Un libro che mi ha cambiato la vita | Federica De Paolis

Luigi Pirandello, Uno, nessuno e centomila

Il libro che mi ha cambiato la vita è Uno, nessuno e centomila di Luigi Pirandello. Questo romanzo non racconta soltanto ciò che accade al protagonista, Vitangelo Moscarda, ma offre una riflessione profonda sulla realtà e sull’identità personale. È stato il primo libro che mi ha portato a mettermi davvero in discussione: ho compreso che l’immagine che abbiamo di noi stessi spesso non coincide con quella che gli altri percepiscono. La realtà, infatti, è mutevole e cambia in base ai punti di vista.

Credo che ogni persona sia un personaggio della grande storia che è la vita: talvolta protagonisti, altre volte antagonisti inconsapevoli. È proprio questa imprevedibilità a rendere la vita così interessante. Questo libro ha cambiato il mio modo di osservare me stessa, il mondo e le relazioni con gli altri.

Federica De Paolis, studente di Linguistica all’Università “La Sapienza” di Roma

Un libro che mi ha cambiato la vita | Piero Maccarinelli

Virgilio, Eneide

Molti sono i libri importanti della mia vita e qualcuno ha avuto importanza nelle scelte fatte ma se devo pensare al libro che “mi ha cambiato la vita” penso all’Eneide nella traduzione di Mario Ramous.

Al liceo e prima ancora alle medie l’avevo letta per obbligo ma non l’avevo amata. Il mio amore andava allora soprattutto alla grande letteratura ed epica greca che avevo avuto la fortuna di conoscere grazie alla lettura in quegli anni a metà del 70 – grazie ad uno straordinario docente del liceo Arnaldo di Brescia – di Vernant, Propp, Snell e Bachofen.

Poi a metà degli anni 90 compro e leggo la traduzione di Ramous e rispolverando studi un po’ più superficiali la rileggo in molti passi anche in latino. È stata una folgorazione. La capacità di abbinare il racconto epico alla poesia più struggente, la descrizione straordinaria della fuga di Enea con Anchise ed il piccolo Iulo, l’ombra di Creusa, l’incredibile quarto libro dove giganteggia Didone con la sorella, Turno e la sua morte, Eurialo e Niso, Camilla… Tutto mi appariva immensamente poetico ed epico. E teatrale.

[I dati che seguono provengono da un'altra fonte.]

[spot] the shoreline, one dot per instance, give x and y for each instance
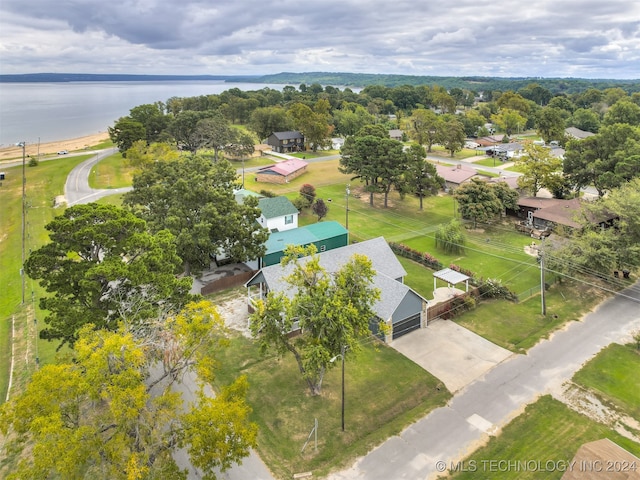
(51, 148)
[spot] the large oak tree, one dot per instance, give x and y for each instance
(195, 201)
(102, 265)
(332, 309)
(109, 409)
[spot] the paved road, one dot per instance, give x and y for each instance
(77, 190)
(451, 432)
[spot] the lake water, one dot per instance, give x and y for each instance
(45, 112)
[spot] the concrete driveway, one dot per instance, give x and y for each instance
(451, 353)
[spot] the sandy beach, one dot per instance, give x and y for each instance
(50, 148)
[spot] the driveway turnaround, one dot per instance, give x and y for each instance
(428, 447)
(451, 353)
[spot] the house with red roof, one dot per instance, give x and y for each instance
(282, 172)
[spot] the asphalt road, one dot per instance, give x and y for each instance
(450, 433)
(76, 188)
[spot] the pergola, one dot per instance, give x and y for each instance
(451, 277)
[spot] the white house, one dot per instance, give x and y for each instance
(278, 214)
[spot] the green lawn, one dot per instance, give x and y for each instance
(547, 431)
(614, 375)
(112, 172)
(43, 184)
(384, 392)
(519, 326)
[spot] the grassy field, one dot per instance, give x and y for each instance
(614, 376)
(519, 326)
(112, 172)
(43, 184)
(547, 431)
(384, 392)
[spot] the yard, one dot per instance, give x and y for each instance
(384, 392)
(546, 436)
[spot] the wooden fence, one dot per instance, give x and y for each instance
(451, 307)
(227, 282)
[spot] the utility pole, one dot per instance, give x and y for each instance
(24, 195)
(347, 212)
(542, 285)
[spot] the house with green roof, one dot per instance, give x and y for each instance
(399, 306)
(324, 235)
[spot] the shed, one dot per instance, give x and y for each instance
(324, 235)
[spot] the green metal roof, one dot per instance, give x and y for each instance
(276, 207)
(303, 235)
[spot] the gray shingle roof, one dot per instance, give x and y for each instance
(388, 270)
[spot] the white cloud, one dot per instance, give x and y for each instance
(587, 38)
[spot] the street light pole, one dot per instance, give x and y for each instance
(341, 355)
(24, 182)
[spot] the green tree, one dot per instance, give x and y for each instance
(308, 193)
(477, 201)
(450, 237)
(539, 168)
(420, 177)
(595, 160)
(107, 410)
(216, 133)
(152, 116)
(183, 128)
(125, 132)
(509, 121)
(319, 209)
(585, 119)
(332, 309)
(101, 265)
(424, 127)
(141, 154)
(451, 135)
(550, 124)
(195, 201)
(266, 120)
(623, 111)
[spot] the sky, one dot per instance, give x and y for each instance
(501, 38)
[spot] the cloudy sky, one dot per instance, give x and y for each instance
(547, 38)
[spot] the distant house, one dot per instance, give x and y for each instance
(489, 141)
(547, 213)
(396, 134)
(282, 172)
(577, 134)
(455, 175)
(278, 214)
(506, 150)
(400, 307)
(286, 142)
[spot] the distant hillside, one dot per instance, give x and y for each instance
(359, 80)
(98, 77)
(554, 85)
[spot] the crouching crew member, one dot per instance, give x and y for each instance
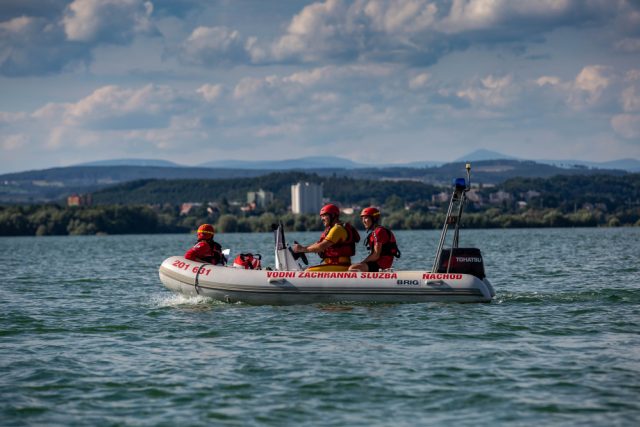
(380, 242)
(337, 243)
(206, 250)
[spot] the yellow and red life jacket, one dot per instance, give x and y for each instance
(346, 248)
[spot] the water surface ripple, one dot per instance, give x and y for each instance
(88, 336)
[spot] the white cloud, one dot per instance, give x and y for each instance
(627, 125)
(628, 45)
(590, 85)
(548, 80)
(210, 92)
(121, 107)
(114, 21)
(419, 81)
(11, 117)
(491, 91)
(630, 98)
(214, 46)
(14, 142)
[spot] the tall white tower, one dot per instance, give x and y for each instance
(306, 197)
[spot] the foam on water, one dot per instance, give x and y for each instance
(103, 343)
(176, 300)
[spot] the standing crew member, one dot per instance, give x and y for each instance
(206, 250)
(337, 243)
(380, 242)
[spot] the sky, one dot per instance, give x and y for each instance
(374, 81)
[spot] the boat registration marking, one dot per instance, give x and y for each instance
(181, 265)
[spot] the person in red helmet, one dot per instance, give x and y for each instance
(380, 242)
(337, 243)
(206, 250)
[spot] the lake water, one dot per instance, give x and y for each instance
(89, 336)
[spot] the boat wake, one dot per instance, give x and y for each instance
(178, 300)
(606, 295)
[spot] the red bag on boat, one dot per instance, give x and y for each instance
(248, 261)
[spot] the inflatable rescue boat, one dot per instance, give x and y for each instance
(457, 275)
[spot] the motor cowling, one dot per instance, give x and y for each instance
(463, 260)
(248, 261)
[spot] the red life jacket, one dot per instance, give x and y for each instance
(217, 257)
(389, 248)
(248, 261)
(346, 248)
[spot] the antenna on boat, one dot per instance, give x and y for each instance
(456, 204)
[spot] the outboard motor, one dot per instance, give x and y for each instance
(463, 260)
(456, 259)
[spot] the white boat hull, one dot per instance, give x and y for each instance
(302, 287)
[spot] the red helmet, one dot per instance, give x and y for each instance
(330, 209)
(372, 212)
(206, 231)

Ho avuto la fortuna nel 2000 ai Mercati di Traiano di poter realizzare l’allestimento in dodici sere, con la complicità di Dario del Corno, di Eneide nostra contemporanea, avendo come sfondo le sculture di Igor Mitoraj. Ho riunito un cast incentrato su Massimo Popolizio, Manuela Mandracchia e Maurizio Donadoni. Ricordo che le file degli spettatori partivano dai Mercati e arrivavano fino all’Eliseo, lunga tutta via Nazionale per tutte le dodici sere. Qualche anno dopo alla Colonna Traiana ho replicato per altri dodici giorni con Iliade l’aspra contesa, che dato l’enorme successo è diventato un audiolibro molto venduto per Emons.

Avevo avuto la fortuna di conciliare i miei due amori: la lettura e la divulgazione di un autore ad un pubblico più ampio possibile con il rigore scientifico.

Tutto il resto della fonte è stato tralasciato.